03 January 2011
Obviously, my long-term subbing assignment has been keeping me insanely busy, or I would have blogged a bit more in the past few months. Unfortunately, as much as I do love blogging, I am nearing the end of my assignment. As I get ready to exit my classroom, update my resume, and line up employment again for the however-long-meantime between this job and a full-time teaching position, I find myself intensely sad. I don't know why; I knew this was going to end eventually.

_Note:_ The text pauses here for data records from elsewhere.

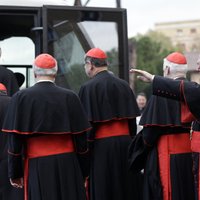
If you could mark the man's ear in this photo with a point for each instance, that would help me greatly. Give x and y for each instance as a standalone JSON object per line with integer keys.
{"x": 168, "y": 71}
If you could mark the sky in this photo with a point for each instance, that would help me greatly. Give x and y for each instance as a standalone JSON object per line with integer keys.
{"x": 143, "y": 14}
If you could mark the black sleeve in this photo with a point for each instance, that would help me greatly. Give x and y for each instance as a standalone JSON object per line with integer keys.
{"x": 132, "y": 127}
{"x": 168, "y": 88}
{"x": 81, "y": 146}
{"x": 15, "y": 155}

Day in and day out, there are 128 adolescents asking me why I have to leave, wondering if maybe there is a job for me somewhere around the school building, telling me that they have bonded to me and that they don't want me to leave. At the same time as it feels wonderfully rewarding to hear that I've impacted them so much and built such strong relationships, they also have no idea how hard it's going to be for me to leave that classroom. Granted, after this holiday break that we're coming off of, I imagine it will feel awesome to sleep in past 5:00 am for a few days, finish up the last bit of grading I'll have to do, and have some time to myself to read a new book or spend time with the people I've been sort of neglecting. But just like the end of my internship, the novelty of free time will wear off quickly. Last year, I was relieved for about a week, and then I started missing it. Wondering what they were up to each day. Feeling like I hadn't accomplished anything even slightly meaningful for anyone besides myself. Missing hearing what was going on in their everyday lives.
You get attached to those little (well, maybe not so little in the case of a high school teacher) buggers. Really quickly and really deeply attached.
I always wondered how it was that my teachers could teach loads of kids year in and year out and still remember me when I came back to visit.
It's not such a mystery now; I'll remember these kids for the rest of my life.